As the commenters have noted there is going to be mostly negligible difference from a speed performance perspective.

The only way you're going to find a meaningful difference is if you have data sets (instance object counts) that are extremely large — as there you may notice a space usage difference, which at extreme scale will result in a speed difference as well.

However, this assumes some details that I'm inferring from your question, and these assumptions may not hold..

What I'm getting at is that the "static class with static members" approach uses tight coupling of the code in some classes to the static data in the other class.  Of course, this approach will not allow different instances to have different contexts, but then we're not taking maintenance and/or usability merits, just performance.  As a result this will save on some instance data over some of other approaches.
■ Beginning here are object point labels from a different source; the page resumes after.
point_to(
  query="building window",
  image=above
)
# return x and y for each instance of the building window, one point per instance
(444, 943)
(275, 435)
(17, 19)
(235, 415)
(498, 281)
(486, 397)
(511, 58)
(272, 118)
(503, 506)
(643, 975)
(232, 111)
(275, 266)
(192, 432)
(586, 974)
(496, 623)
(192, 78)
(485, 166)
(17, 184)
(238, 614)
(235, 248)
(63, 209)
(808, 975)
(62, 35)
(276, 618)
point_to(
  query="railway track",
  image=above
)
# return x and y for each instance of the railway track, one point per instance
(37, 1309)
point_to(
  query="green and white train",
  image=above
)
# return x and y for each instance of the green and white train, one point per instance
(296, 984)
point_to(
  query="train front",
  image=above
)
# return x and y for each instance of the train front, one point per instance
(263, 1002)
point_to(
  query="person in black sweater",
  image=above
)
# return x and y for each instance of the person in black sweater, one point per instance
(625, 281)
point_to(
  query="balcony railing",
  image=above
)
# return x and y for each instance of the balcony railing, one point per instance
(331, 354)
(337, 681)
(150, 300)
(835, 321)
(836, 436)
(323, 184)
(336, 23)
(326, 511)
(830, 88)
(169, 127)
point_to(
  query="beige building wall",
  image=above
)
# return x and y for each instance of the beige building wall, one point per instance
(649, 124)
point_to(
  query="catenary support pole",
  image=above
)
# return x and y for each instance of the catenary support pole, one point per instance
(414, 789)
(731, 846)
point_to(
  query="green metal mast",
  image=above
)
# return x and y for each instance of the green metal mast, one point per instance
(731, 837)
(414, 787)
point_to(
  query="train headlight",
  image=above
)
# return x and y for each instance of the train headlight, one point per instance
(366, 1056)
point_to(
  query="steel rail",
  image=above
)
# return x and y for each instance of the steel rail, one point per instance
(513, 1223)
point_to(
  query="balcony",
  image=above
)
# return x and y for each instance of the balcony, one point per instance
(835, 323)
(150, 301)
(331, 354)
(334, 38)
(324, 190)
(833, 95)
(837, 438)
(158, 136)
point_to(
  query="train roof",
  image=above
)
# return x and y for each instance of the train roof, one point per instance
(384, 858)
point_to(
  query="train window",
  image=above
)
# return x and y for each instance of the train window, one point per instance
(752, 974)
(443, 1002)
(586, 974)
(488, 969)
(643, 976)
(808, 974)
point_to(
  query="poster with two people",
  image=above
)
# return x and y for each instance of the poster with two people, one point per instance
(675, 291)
In the "pass them on repeatedly ... classes' constructor parameters" approach, I'm now assuming that the constructors store/forward these formal parameters into instance variable in their respective classes — and these instances then represent larger instances than we would have with the more tightly coupled approach.

Yet still, instead of providing multiple parameters over and over, we could provide a single (shareable) context object holding multiple values as constructor parameter to be stored in the instances.  While this represents fewer parameters to pass and then store, it is now a reference, which is 64-bits on a 64-bit architecture (where as two 32-bit ints or several booleans would have been no larger).  So, this is a space win only if the number and size of the parameters is larger than pointer size.

If on the other hand, your constructors are computing with these parameters and are not storing them in the instance for the instance object's later (methods to) use, then there is no space penalty, and thus we're back to negligible performance differences.

In short, if there is a space cost to one approach over another, it can show up when there are very high volumes of instances, and usually the more space used, then, the slower the code due to cache efficiency issues (with other things being equal, like the overall algorithm).